私の住んでいるビルは、昔、犬を飼うのは禁止でした。人の心を支えるセラピードッグが確立されてから、改正されました。規制はありますが、使役犬でなくても、一緒にバスや電車、飛行機にも一緒に乗れます。何か月か前にセラピー蛇(大蛇です)はさすがに航空会社から断られて、話題を呼びました。フランスやイギリスで犬が一緒にカフェにいたり食事をしたりするのを1990年代に見ました。パラリンピック開催中や終了後に国内を旅行する選手もいるでしょうし、レストランにも入るでしょう、車いす、補助犬など、どのような案内ができるのでしょうか? 興味があるところです。

衛生面や安全面を考えてどこまで考慮できるかの問題だけでなく、個人生活を静かに見守る思いやり、それぞれが違う必要性に対応出来る公共施設が普通のことと思う日常になるよう、もう一度考えるのにオリンピックはよい機会になるかと思っています。そして、パラリンピック参加者やその家族、友人からどのような公共施設を母国で整えられているのか。また、何が必要なのかを参考にして、考えるよい機会になるだろうと思います。それを実現できるだけの東京都の大きさがあると思い、期待しています。

最後にあるNPOの代表がどのように眼の不自由な人に声を掛けたらよいかと問われて回答した言葉が印象に残りました。
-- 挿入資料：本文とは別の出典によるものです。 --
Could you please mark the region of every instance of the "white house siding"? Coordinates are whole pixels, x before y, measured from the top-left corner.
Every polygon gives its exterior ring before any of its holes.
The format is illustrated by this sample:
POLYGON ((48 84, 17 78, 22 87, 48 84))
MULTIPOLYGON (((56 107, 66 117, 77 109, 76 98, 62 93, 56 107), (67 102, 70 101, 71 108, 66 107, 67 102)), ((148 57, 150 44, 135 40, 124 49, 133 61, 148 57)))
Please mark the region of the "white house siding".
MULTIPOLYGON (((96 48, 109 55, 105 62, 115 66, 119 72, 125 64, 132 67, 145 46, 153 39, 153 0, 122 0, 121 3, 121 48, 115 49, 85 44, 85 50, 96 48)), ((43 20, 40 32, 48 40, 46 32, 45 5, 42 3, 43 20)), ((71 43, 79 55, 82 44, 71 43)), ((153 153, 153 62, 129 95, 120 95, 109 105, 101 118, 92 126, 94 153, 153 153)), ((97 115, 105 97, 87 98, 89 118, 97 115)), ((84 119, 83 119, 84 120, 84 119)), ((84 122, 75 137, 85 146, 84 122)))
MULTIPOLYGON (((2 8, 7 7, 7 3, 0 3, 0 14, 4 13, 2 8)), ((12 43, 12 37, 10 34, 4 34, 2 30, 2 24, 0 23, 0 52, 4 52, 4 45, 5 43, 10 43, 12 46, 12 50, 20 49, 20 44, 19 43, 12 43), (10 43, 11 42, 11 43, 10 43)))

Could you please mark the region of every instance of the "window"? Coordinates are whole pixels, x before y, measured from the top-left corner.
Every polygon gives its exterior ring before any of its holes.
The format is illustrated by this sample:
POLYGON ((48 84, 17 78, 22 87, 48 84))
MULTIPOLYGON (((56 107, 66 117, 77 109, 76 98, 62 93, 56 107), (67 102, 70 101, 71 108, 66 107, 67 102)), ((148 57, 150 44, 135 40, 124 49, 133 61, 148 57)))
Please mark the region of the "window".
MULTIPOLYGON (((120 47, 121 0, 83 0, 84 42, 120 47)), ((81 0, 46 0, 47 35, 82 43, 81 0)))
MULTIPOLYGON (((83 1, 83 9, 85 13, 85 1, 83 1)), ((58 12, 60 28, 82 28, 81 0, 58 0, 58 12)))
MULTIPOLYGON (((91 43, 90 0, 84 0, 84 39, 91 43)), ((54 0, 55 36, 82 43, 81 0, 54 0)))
「“May I help you?”と視覚や身体に助けが必要と思われる人に声をかけるのではなく、「こんにちは」と声をかけてください。まず緊張がほぐれます。」よい言葉だとなと思いました。

私は次回から、「こんにちは」の後に「一緒に階段を降りましょうか? 私はエレベーターの場所を知っていますよ。」と言おうと思いました。